On Feb. 10, the J.O. Combs Unified School District governing board approved the hiring of Brooke Davis as the new principal at Combs High School, beginning with the 2016-17 school year.
Davis, whose educational career spans 26 years, has spent the past nine years in Englewood, Colorado, including the last three as a high school principal.
During a recent phone interview, Davis compared favorably her current position with the one she’s about to embark. She called her professional experience in Englewood “the best” she’s had and enjoys working in a small district, finding similarities between her current district and the J.O. Combs USD.
A self-described small-district person with a big-city feel, Davis received input from college friends who live in the area and suggested she research the district, the high school, and the local community.
“The appeal to me of what Combs had is the family orientation,” Davis answered when asked what attracted her to the position. “That is very important to me. I’m very much a relationship-centered person and I’m looking forward to the community aspect that Combs has.”
After earning her bachelor’s degree in Broadcast Journalism, Davis worked in advertising where she felt unfulfilled with many extra hours on her hands. A former collegiate basketball student-athlete at New Mexico State University, she applied at an Albuquerque area high school to coach the freshmen girls’ basketball team to minimize her abundance of free time. It was then she realized her love for working with students and decided to earn her certification at the University of New Mexico.

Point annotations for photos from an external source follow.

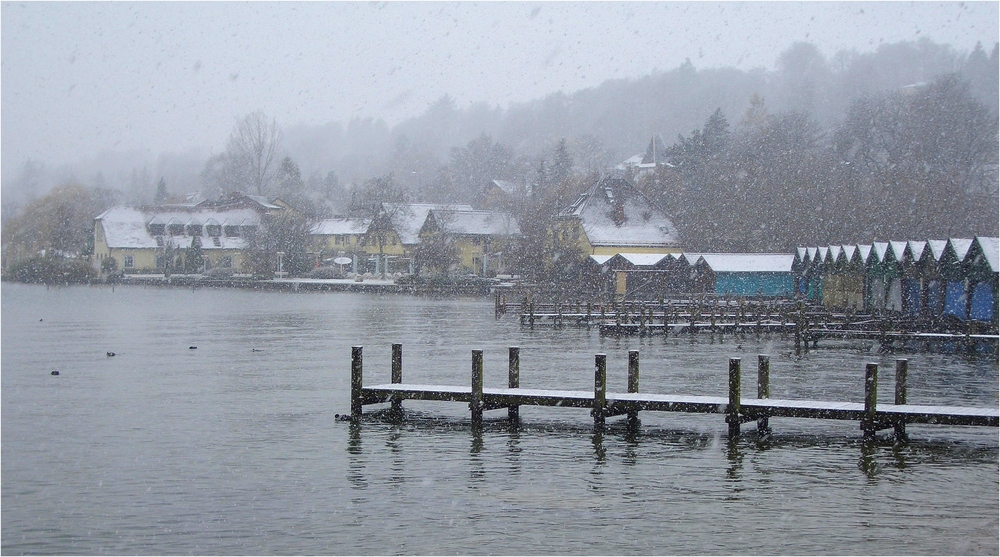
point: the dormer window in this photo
(175, 227)
(193, 227)
(156, 227)
(213, 228)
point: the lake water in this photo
(232, 447)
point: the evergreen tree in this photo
(194, 259)
(161, 191)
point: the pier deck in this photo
(603, 404)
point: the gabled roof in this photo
(880, 249)
(475, 223)
(748, 262)
(614, 213)
(991, 250)
(916, 249)
(937, 248)
(511, 188)
(961, 247)
(339, 226)
(125, 227)
(408, 218)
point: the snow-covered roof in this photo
(476, 223)
(748, 262)
(961, 247)
(937, 248)
(916, 249)
(408, 218)
(849, 252)
(262, 201)
(614, 213)
(991, 250)
(337, 226)
(511, 188)
(644, 259)
(880, 249)
(898, 250)
(125, 227)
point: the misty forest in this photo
(898, 143)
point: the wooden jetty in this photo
(604, 404)
(808, 324)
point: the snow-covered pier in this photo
(604, 404)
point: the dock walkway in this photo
(604, 404)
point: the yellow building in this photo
(614, 217)
(141, 240)
(479, 238)
(338, 237)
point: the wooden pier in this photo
(604, 404)
(808, 324)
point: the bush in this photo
(52, 270)
(218, 272)
(325, 273)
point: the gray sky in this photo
(79, 78)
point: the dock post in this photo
(900, 426)
(868, 426)
(600, 389)
(763, 390)
(513, 379)
(476, 404)
(633, 384)
(397, 377)
(733, 408)
(356, 379)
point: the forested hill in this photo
(897, 143)
(615, 120)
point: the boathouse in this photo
(938, 279)
(744, 274)
(614, 217)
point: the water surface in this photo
(212, 430)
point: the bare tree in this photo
(253, 151)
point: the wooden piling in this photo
(763, 390)
(600, 389)
(899, 427)
(514, 379)
(633, 384)
(868, 425)
(733, 408)
(356, 381)
(397, 377)
(476, 404)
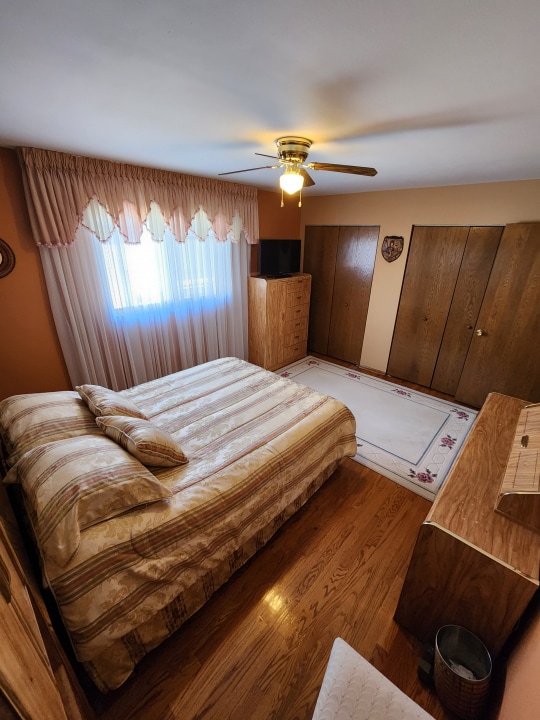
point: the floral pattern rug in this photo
(405, 435)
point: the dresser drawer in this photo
(294, 338)
(297, 295)
(296, 311)
(293, 352)
(299, 324)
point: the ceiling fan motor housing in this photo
(293, 149)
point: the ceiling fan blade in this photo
(264, 167)
(352, 169)
(308, 180)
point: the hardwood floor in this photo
(259, 648)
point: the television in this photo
(279, 258)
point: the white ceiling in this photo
(429, 92)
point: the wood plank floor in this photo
(259, 648)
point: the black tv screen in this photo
(279, 258)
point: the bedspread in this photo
(257, 447)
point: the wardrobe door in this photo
(480, 251)
(503, 355)
(355, 260)
(320, 250)
(431, 273)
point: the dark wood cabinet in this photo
(340, 261)
(432, 270)
(468, 322)
(503, 353)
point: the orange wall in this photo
(396, 211)
(30, 355)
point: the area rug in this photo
(405, 435)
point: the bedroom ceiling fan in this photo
(292, 156)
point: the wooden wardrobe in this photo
(468, 320)
(340, 260)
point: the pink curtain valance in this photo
(65, 192)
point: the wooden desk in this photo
(472, 566)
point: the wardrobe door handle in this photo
(5, 582)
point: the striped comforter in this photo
(258, 446)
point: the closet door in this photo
(355, 261)
(480, 251)
(320, 250)
(433, 265)
(503, 355)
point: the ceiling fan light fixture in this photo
(292, 180)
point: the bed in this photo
(143, 502)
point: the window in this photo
(160, 274)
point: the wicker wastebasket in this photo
(462, 671)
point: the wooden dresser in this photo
(36, 677)
(473, 566)
(278, 319)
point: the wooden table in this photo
(472, 566)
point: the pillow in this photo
(143, 440)
(103, 401)
(33, 419)
(73, 484)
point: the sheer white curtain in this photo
(130, 301)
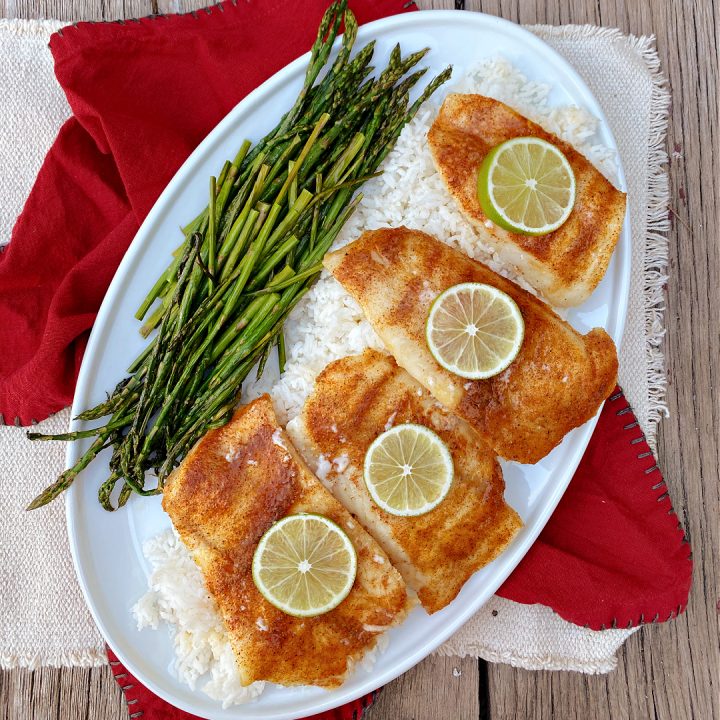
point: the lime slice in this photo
(304, 565)
(526, 185)
(474, 330)
(408, 470)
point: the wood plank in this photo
(76, 10)
(666, 671)
(671, 670)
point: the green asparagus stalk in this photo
(246, 260)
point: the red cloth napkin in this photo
(143, 95)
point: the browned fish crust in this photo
(565, 265)
(234, 484)
(557, 381)
(358, 397)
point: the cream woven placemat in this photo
(45, 621)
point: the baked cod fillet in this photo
(565, 265)
(557, 381)
(356, 399)
(233, 485)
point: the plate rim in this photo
(516, 551)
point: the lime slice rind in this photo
(477, 350)
(408, 470)
(304, 565)
(523, 179)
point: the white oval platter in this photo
(107, 547)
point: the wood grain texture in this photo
(665, 672)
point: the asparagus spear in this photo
(247, 259)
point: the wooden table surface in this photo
(669, 671)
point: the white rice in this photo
(328, 324)
(178, 597)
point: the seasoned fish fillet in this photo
(565, 265)
(233, 485)
(356, 399)
(557, 381)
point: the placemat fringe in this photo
(87, 657)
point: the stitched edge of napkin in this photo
(654, 273)
(656, 213)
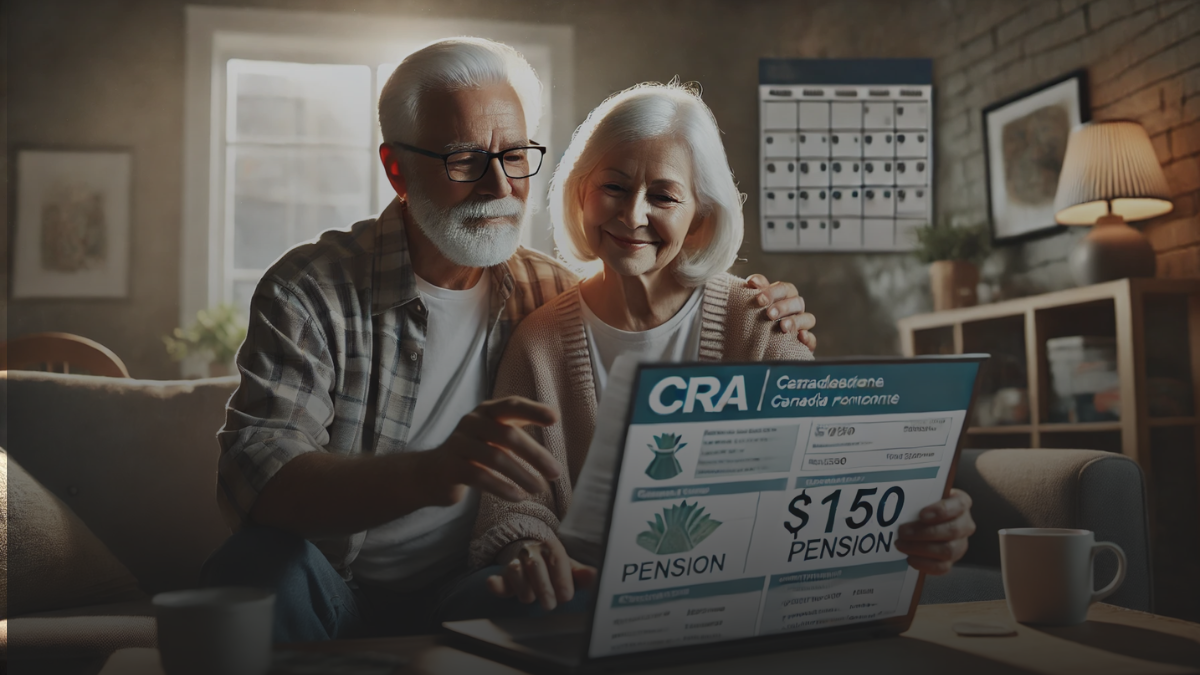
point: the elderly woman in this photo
(646, 190)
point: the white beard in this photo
(461, 238)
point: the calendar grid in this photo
(845, 167)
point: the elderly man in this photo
(378, 341)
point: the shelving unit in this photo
(1156, 323)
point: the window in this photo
(281, 132)
(300, 159)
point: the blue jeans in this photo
(313, 603)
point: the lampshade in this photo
(1110, 168)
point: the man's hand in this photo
(539, 571)
(485, 447)
(785, 305)
(939, 537)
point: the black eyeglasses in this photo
(468, 166)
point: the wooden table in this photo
(1113, 641)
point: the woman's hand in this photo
(539, 571)
(785, 305)
(939, 538)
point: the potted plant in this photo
(954, 255)
(216, 335)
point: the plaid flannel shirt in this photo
(333, 357)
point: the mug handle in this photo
(1097, 596)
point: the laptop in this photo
(742, 507)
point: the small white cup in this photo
(222, 629)
(1049, 573)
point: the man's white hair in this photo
(643, 112)
(451, 65)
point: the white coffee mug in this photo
(223, 629)
(1049, 573)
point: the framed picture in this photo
(1025, 139)
(72, 223)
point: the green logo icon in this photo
(665, 465)
(677, 530)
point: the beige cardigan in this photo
(549, 360)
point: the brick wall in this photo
(1143, 59)
(1144, 63)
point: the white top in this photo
(676, 340)
(423, 545)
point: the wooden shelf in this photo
(1002, 429)
(1174, 420)
(1080, 426)
(1155, 328)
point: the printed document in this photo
(760, 499)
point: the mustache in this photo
(508, 207)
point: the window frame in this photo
(215, 35)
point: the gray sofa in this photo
(126, 472)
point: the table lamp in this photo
(1110, 174)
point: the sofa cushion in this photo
(1062, 488)
(53, 559)
(135, 459)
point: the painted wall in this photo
(109, 73)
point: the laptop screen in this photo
(765, 499)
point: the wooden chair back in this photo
(60, 352)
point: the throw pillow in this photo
(53, 560)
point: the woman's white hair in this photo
(451, 65)
(643, 112)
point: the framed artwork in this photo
(1025, 139)
(72, 223)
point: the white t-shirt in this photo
(676, 340)
(423, 545)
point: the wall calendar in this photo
(846, 153)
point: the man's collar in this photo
(394, 282)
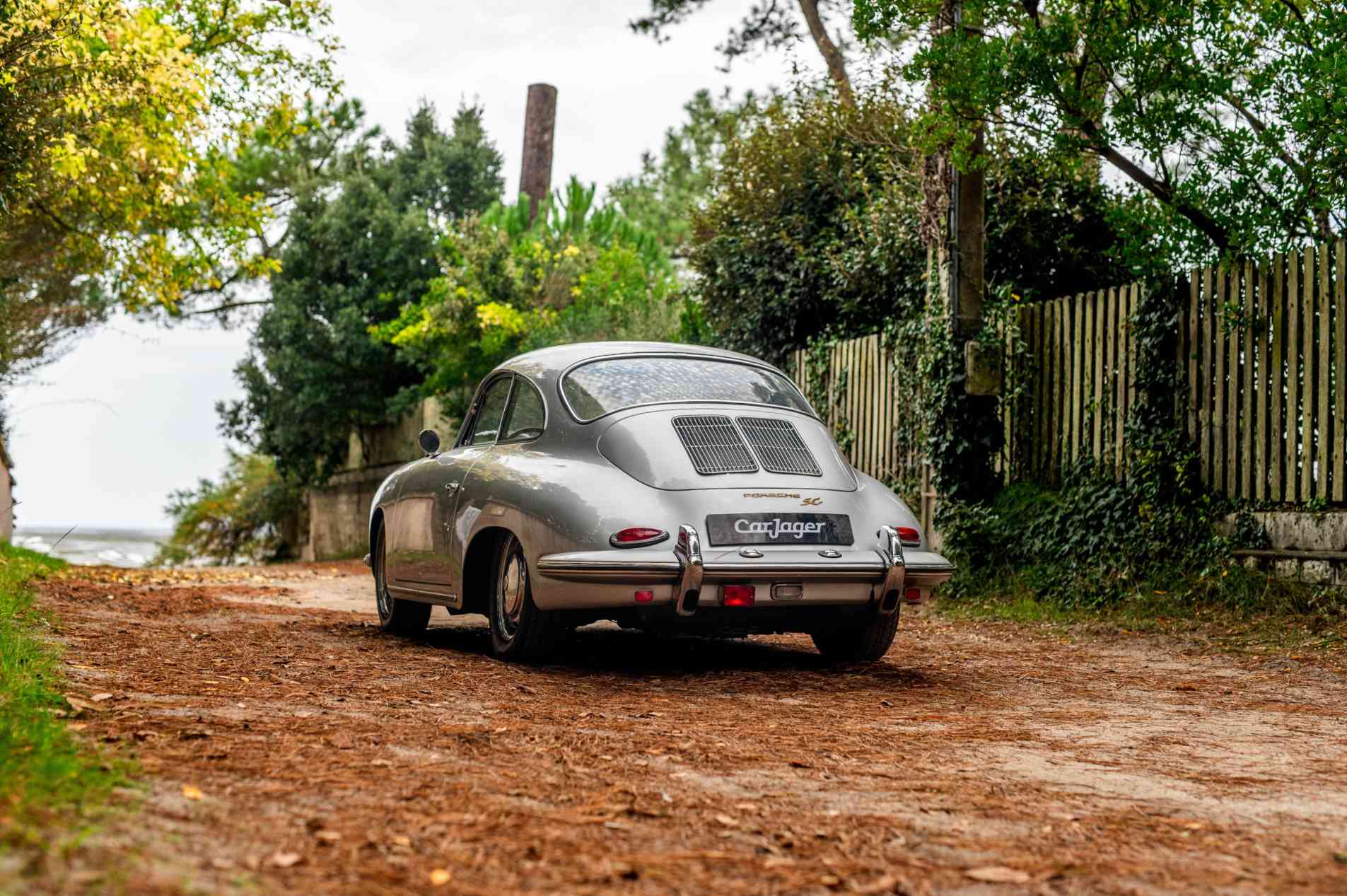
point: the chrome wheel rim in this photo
(382, 597)
(511, 596)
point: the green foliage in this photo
(812, 228)
(662, 199)
(45, 771)
(1226, 116)
(578, 272)
(356, 255)
(1101, 542)
(120, 124)
(250, 515)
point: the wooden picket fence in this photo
(869, 395)
(1264, 354)
(1071, 379)
(1261, 361)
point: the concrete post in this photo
(535, 177)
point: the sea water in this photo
(92, 546)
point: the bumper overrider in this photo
(684, 577)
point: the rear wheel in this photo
(395, 615)
(519, 628)
(864, 643)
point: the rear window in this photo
(612, 384)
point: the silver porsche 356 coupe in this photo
(665, 487)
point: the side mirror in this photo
(428, 440)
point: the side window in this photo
(489, 412)
(525, 412)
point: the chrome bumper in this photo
(887, 569)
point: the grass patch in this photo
(46, 774)
(1232, 608)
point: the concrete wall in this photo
(1305, 545)
(339, 512)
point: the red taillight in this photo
(636, 537)
(737, 596)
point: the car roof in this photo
(559, 357)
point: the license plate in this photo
(779, 528)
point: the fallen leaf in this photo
(81, 705)
(879, 885)
(997, 875)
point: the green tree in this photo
(356, 255)
(119, 124)
(765, 26)
(662, 199)
(814, 227)
(578, 272)
(1229, 117)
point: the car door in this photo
(489, 485)
(479, 438)
(422, 558)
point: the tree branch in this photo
(226, 306)
(829, 50)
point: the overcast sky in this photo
(104, 434)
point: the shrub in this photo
(251, 513)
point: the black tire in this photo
(519, 629)
(397, 616)
(864, 643)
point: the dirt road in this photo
(290, 747)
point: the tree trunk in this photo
(829, 50)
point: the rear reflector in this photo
(638, 535)
(737, 596)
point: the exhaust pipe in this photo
(689, 553)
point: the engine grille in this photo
(714, 445)
(779, 446)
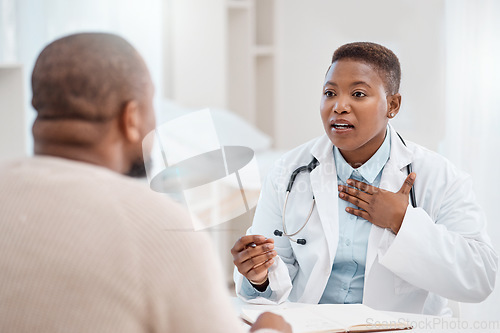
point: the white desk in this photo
(420, 323)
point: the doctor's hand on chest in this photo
(253, 255)
(383, 208)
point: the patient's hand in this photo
(253, 255)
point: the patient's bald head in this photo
(93, 97)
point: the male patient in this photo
(84, 248)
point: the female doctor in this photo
(345, 230)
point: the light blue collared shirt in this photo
(346, 281)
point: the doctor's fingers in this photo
(254, 262)
(408, 184)
(249, 241)
(355, 196)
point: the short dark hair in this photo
(381, 58)
(87, 76)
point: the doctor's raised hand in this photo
(383, 208)
(253, 255)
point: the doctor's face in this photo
(355, 108)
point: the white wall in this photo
(309, 32)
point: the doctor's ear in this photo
(393, 105)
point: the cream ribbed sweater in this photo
(83, 249)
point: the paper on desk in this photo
(330, 318)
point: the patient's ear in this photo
(131, 121)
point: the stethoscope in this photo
(310, 167)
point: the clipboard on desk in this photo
(332, 318)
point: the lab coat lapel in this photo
(324, 185)
(393, 176)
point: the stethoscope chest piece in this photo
(310, 167)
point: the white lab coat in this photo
(441, 251)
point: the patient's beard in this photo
(137, 169)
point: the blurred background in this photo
(263, 61)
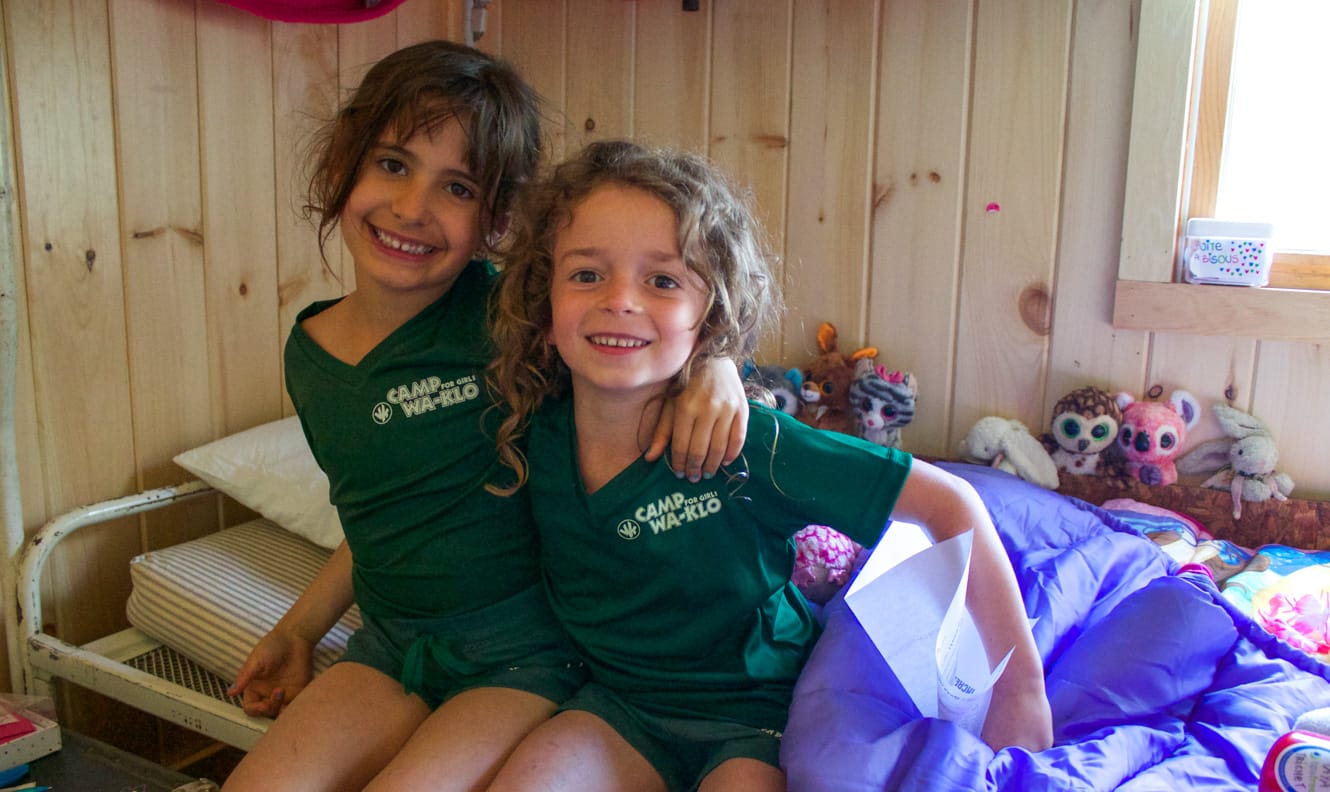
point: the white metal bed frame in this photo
(127, 666)
(112, 664)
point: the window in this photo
(1258, 151)
(1160, 163)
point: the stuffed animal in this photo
(823, 559)
(1084, 423)
(780, 384)
(1007, 445)
(1242, 462)
(1152, 434)
(826, 385)
(882, 401)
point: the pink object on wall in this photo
(317, 11)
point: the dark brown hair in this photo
(418, 88)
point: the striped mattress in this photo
(214, 596)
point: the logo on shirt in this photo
(629, 529)
(676, 509)
(426, 396)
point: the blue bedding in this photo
(1156, 682)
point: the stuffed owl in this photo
(826, 385)
(1084, 425)
(1153, 433)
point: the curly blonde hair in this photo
(718, 236)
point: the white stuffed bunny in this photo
(1242, 462)
(1007, 445)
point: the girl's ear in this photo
(499, 230)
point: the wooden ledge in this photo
(1269, 314)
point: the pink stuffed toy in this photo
(1152, 434)
(823, 562)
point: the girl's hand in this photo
(1019, 716)
(278, 668)
(705, 425)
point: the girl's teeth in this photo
(400, 245)
(617, 341)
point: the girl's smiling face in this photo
(625, 308)
(412, 218)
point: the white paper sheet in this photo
(910, 599)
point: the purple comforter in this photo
(1155, 680)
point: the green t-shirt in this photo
(678, 594)
(406, 439)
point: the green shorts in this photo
(682, 750)
(515, 643)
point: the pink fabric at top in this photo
(317, 11)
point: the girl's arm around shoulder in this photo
(708, 421)
(946, 506)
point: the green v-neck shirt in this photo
(406, 438)
(680, 593)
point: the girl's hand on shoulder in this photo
(278, 668)
(705, 425)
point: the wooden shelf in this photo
(1270, 314)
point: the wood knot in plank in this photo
(1035, 306)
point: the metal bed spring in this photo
(127, 666)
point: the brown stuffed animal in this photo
(825, 396)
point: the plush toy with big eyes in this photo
(1153, 433)
(1084, 423)
(825, 396)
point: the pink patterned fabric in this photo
(823, 561)
(1302, 620)
(317, 11)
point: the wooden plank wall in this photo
(942, 179)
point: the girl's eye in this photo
(394, 167)
(459, 189)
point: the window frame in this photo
(1160, 183)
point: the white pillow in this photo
(271, 470)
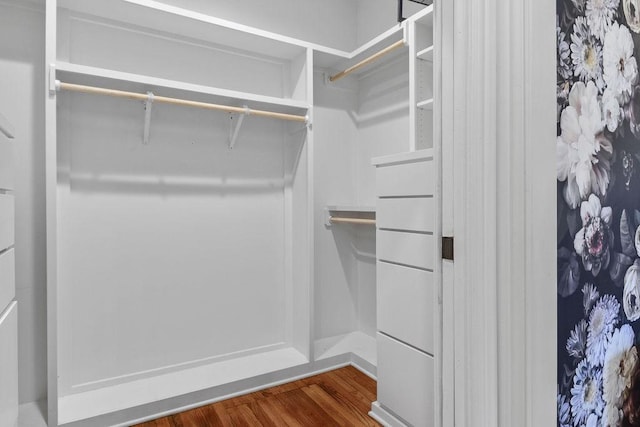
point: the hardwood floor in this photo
(337, 398)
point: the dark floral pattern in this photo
(598, 253)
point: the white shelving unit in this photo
(92, 167)
(8, 302)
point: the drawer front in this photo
(406, 248)
(406, 304)
(9, 366)
(406, 179)
(6, 221)
(6, 164)
(405, 381)
(413, 214)
(7, 278)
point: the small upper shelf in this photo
(426, 54)
(93, 76)
(426, 104)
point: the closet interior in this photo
(212, 203)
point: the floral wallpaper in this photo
(598, 172)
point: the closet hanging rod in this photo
(6, 127)
(367, 61)
(341, 220)
(176, 101)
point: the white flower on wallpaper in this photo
(589, 297)
(632, 14)
(564, 55)
(631, 293)
(600, 15)
(620, 363)
(620, 67)
(586, 54)
(577, 341)
(593, 240)
(598, 176)
(602, 322)
(586, 393)
(611, 110)
(564, 411)
(582, 151)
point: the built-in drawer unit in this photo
(405, 179)
(405, 381)
(410, 214)
(414, 249)
(406, 303)
(7, 278)
(9, 366)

She continued coaching, moving up the ranks to head JV coach and then assistant varsity coach.
She eventually moved to Colorado where she was an English teacher and the girls’ volleyball, basketball, and soccer coach.
During her 26-year career she’s gone from being a high school freshman basketball coach to a high school principal and “everything in-between.”
“I think it’s very important for a principal to have comprehensive knowledge of all systems within the high school,” Davis said. “Not only to support student achievement, but (also) the social-emotional piece that comes with high school students.”
Davis is a self-proclaimed “do-it-all” principal who is known to mop floors, clean, and get students to the bus in addition to her more traditional responsibilities of providing leadership and supervising.
One of Davis’ “in-between” jobs included a stint as an athletic director. What level of importance do athletics, the arts, or other extra-curricular activities have in lives of students in her view?
“They’re all incredibly important,” she responded. “I want a home away from home for every student. School is that place where (students) get to find, try, test, and learn all those soft skills that we want students to have that practically apply to their learning, such as time management, organization, and collaboration.”
“All of those are 21st-century skills learned through sports, clubs, band, choir, or whatever it is,” she added. “They are all incredibly important because it teaches students how to work with others.”
Davis says she learned time management as a student-athlete at New Mexico State and those skills carried over to her job in advertising, allowing her time to also coach the freshmen girls’ basketball team.
“The things we are going to do at school need to practically apply to life,” Davis said. “That comes in the classroom as much as in the sports arena, the concert hall, or the theater.”
The new Combs High School principal will be on campus approximately once per month until the end of the school year in Colorado, which precisely coincides with Combs’ school year. She will move to the area permanently after that.
Davis was asked what she’s most looking forward to at Combs and responded by recalling the day of her interview, when she was sitting the school’s front office and nearly 25 students came through – unaware of who she was or what she would eventually be – and almost all of them smiled at her and said, “hello.”
“Those students took the time to welcome a stranger,” she said. “And I said to myself, ‘I want this job.’ So let’s meet each other at the door, and let’s grow and go together.”